Confinement induces actin flow in a meiotic cytoplasm

Abstract

In vivo, F-actin flows are observed at different cell life stages and participate in various developmental processes during asymmetric divisions in vertebrate oocytes, cell migration, or wound healing. Here, we show that confinement has a dramatic effect on F-actin spatiotemporal organization. We reconstitute in vitro the spontaneous generation of F-actin flow using Xenopus meiotic extracts artificially confined within a geometry mimicking the cell boundary. Perturbations of actin polymerization kinetics or F-actin nucleation sites strongly modify the network flow dynamics. A combination of quantitative image analysis and biochemical perturbations shows that both spatial localization of F-actin nucleators and actin turnover play a decisive role in generating flow. Interestingly, our in vitro assay recapitulates several symmetry-breaking processes observed in oocytes and early embryonic cells.

Fig. 1.

Symmetry breaking of confined F-actin network. (A) Fluorescent observation of F-actin network (in presence of Alexa488-conjugated phalloidin) generated in bulk extracts (5 min incubation). (B) Fluorescent observation of F-actin network within extract-in-oil droplets. (C, D) Bright field and fluorescent observations of F-actin network confined within a 34 μm-diameter droplet. (D) Actin filaments organized in a ring-like structure asymmetrically positioned within the droplet and surrounded by an actin cloud (actin network). (E) Plot of the ring-like structure diameter as a function of the droplet diameter shows a linear correlation between the ring and the droplet diameter.

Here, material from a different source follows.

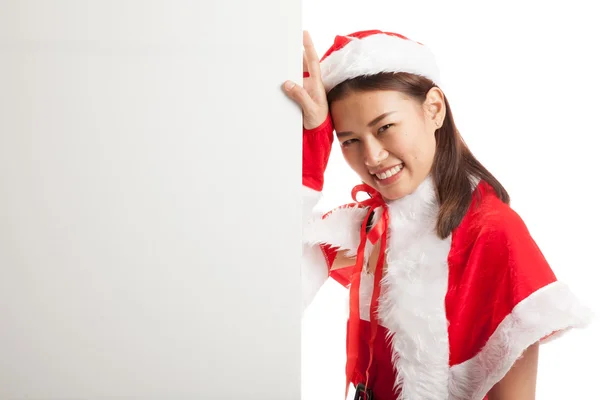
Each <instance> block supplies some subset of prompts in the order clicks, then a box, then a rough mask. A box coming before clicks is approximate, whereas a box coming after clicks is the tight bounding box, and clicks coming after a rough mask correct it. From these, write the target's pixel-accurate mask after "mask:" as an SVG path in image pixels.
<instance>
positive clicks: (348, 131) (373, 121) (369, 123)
mask: <svg viewBox="0 0 600 400" xmlns="http://www.w3.org/2000/svg"><path fill="white" fill-rule="evenodd" d="M395 112H396V111H390V112H386V113H383V114H381V115H380V116H379V117H377V118H375V119H374V120H373V121H371V122H369V123H368V124H367V126H368V127H369V128H370V127H372V126H373V125H375V124H377V123H378V122H379V121H381V120H382V119H384V118H385V117H387V116H388V115H390V114H393V113H395ZM352 134H353V133H352V132H351V131H344V132H337V135H338V137H339V136H349V135H352Z"/></svg>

Quantifications of the ring diameters were performed by extracting a plot profile of the fluorescent structure. The droplet diameter was measured using bright field illumination. We estimated the precision of such measurements to 1 μm. (F) Representative kymograph illustrating the directional flow dynamics of F-actin network within a 40 μm-diameter droplet. Scale bars, 10 μm.

Fig. 2.

F-actin spatiotemporal dynamics in bulk and within droplets: quantitative characterization of the flow velocity. (A) Displacement field of trajectories in bulk extracts shows variability in velocity distribution and orientation of F-actin network. (B) Displacement fields reveal a convergent flow toward the ring-like structure. (C) Velocity field amplitude distribution computed for trajectories tracked within a single droplet. (D) Histogram of mean velocities (mean = 93 ± 22 nm s^-1, N = 15 experiments, 700 trajectories, and 20 droplets). (E) Angular orientation of tracked trajectories (N = 20 droplets, approximately 600 trajectories analyzed). Scale bars, 10 μm.

Fig. 3.

Dynamical properties of the F-actin network: periodicity in F-actin production at the boundary and actin-based structure fusion. (A) Time series of F-actin production at the droplet boundary. (B) Kymograph representation and time evolution of the integrated intensity of a region of interest localized at the vicinity of the droplet boundary. F-actin production shows periodicity with a period of approximately 100 s. (C) Time series acquisitions of two droplets undergoing fusion. (D) Characterization of velocity distributions for three steps: (i) prior to droplet fusion, (ii) during F-actin network fusion, and (iii) during ring-like structure fusion. (E) Evolution of the mean velocity in a second fusion droplet event. Scale bars, 10 μm.

Fig. 4.

Testing the role of the spatial localization of F-actin nucleation sites, the requirement of myosin II, and the regulation of the cell cycle in the generation of symmetry breaking and actin flow. (A) Kymograph of F-actin dynamics within droplet in presence of Scar-WA (500 nM). (B) Velocity field in presence of Scar-WA inhibitor (500 nM) and velocity distribution (N = 3 droplets, approximately 70 trajectories, mean = 21 ± 10 nm). (C) Kymograph of F-actin network in presence of Rho-Kinase inhibitor Y27632 (100 μM). (D) Velocity field of F-actin network dynamics in presence of Rho-Kinase inhibitor Y27632 (100 μM) and velocity distribution (N = 5 droplets, approximately 100 trajectories, mean = 68 ± 17 nm). (E) Kymograph of F-actin dynamics within droplet in interphase state. (F) Velocity field in interphase state and velocity distribution (N = 10 droplets, approximately 500 trajectories, mean = 54 ± 12 nm). (G) Histogram of events characterizing the network dynamic state for increasing concentration of Scar-WA (0, 0.5, 1.7, and 5 μM). (H) Histogram of the mean velocity as a function of the functional state of confined cellular extract. (I) Schematic of F-actin-based structure and flow within droplet. Scale bars, 10 μm.